The result of this work has shown that there had been remarkable reduction in farmland and a resulting increase in urban built up. In fact, the area has lost about 43.59% km² of its prime farmland to expansion of ayilamo settlement in less than three decades. In view of the rate of development that is going on at present and the likely ones in the future with due consideration of the conversion rate of farmland to urban built up, the following are therefore recommended;

  1. Population influx has been attributed as one of the major causes of expansion of ayilamo settlement in the study area especially from the surrounding rural areas. Hence adequate social amenities should be incorporated into rural planning framework to improve living conditions in the rural areas so that the rate of emigration will be reduced and thereby checking the expansion of the city on farmland.
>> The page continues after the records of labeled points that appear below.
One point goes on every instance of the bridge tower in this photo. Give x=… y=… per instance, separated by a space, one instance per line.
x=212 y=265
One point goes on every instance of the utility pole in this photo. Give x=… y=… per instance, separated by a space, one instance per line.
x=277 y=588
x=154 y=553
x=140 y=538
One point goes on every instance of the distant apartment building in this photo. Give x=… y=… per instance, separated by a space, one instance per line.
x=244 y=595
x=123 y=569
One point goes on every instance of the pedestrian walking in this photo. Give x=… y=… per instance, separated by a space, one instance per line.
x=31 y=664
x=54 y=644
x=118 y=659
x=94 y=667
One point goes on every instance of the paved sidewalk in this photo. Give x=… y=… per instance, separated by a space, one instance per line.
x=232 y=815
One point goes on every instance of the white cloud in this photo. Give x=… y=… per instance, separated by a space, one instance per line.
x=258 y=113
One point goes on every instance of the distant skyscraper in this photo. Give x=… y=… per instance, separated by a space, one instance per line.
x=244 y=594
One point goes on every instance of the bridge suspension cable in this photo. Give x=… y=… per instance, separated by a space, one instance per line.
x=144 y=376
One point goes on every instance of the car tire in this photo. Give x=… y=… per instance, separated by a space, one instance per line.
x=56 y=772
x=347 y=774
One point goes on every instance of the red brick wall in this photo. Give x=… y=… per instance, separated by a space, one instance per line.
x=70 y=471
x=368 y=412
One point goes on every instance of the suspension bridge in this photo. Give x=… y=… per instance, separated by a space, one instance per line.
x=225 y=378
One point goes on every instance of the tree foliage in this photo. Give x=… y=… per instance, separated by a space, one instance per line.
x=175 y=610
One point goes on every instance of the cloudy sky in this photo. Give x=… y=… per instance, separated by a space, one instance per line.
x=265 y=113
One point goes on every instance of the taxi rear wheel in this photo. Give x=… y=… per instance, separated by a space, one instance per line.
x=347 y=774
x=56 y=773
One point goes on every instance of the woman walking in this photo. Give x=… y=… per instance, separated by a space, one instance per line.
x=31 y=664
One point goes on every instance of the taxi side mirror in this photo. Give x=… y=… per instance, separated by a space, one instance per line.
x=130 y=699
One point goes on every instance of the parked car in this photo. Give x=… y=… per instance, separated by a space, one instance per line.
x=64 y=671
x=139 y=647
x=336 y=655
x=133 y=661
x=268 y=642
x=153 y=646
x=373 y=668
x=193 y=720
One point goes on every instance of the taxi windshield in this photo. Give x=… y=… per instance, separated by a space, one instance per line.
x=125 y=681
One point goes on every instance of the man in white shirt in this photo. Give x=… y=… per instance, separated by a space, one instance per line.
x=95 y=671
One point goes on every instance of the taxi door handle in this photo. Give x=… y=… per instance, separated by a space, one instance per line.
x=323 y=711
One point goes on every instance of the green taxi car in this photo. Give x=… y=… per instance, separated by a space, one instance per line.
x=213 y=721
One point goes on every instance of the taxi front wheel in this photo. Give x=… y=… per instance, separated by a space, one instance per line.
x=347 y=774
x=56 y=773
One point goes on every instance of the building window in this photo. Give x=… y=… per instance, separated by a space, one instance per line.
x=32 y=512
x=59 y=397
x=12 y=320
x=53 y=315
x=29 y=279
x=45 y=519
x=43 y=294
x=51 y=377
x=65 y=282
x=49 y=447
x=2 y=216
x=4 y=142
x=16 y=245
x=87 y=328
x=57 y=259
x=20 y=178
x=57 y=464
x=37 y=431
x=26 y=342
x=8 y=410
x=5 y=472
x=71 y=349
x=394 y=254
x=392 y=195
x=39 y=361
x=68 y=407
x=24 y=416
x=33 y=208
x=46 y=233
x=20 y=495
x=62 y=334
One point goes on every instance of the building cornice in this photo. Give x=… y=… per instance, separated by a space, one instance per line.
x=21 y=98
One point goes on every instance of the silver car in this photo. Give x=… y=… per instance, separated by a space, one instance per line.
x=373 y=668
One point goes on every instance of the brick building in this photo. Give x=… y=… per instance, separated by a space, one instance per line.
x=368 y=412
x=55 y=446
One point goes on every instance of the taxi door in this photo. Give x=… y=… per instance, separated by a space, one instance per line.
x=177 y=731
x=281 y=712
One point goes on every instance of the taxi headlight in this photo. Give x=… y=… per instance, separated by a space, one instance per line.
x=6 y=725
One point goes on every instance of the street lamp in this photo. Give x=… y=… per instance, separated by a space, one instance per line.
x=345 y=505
  2. There is need to control urban spreading to agriculture land as this will have serious repercussion on food production. Although expansion of ayilamo settlement cannot be stopped, with proper management and planning it can be directed in a desirable and sustainable way.
  3. Remote Sensing and GIS techniques should be incorporated as a monitoring system which will enable planners and decision makers to adequately plan and control expansion of ayilamo settlement effectively in a spatiotemporal dimension.
  4. Proactive measure should be taken by all stakeholders the study area towards a better understanding of the changing pattern of landuse of the area so as to be better equipped in order to manage various environmental challenges that might be associated with expansion of ayilamo settlement.
  5. Impact of population growth and expansion of ayilamo settlement on farmland is a continual phenomenon; this research is therefore not an end to the issue of loss of farmland to expansion of ayilamo settlement.  Therefore that further studies into spatiotemporal pattern of expansion of ayilamo settlement, the resulting environmental effects is recommended.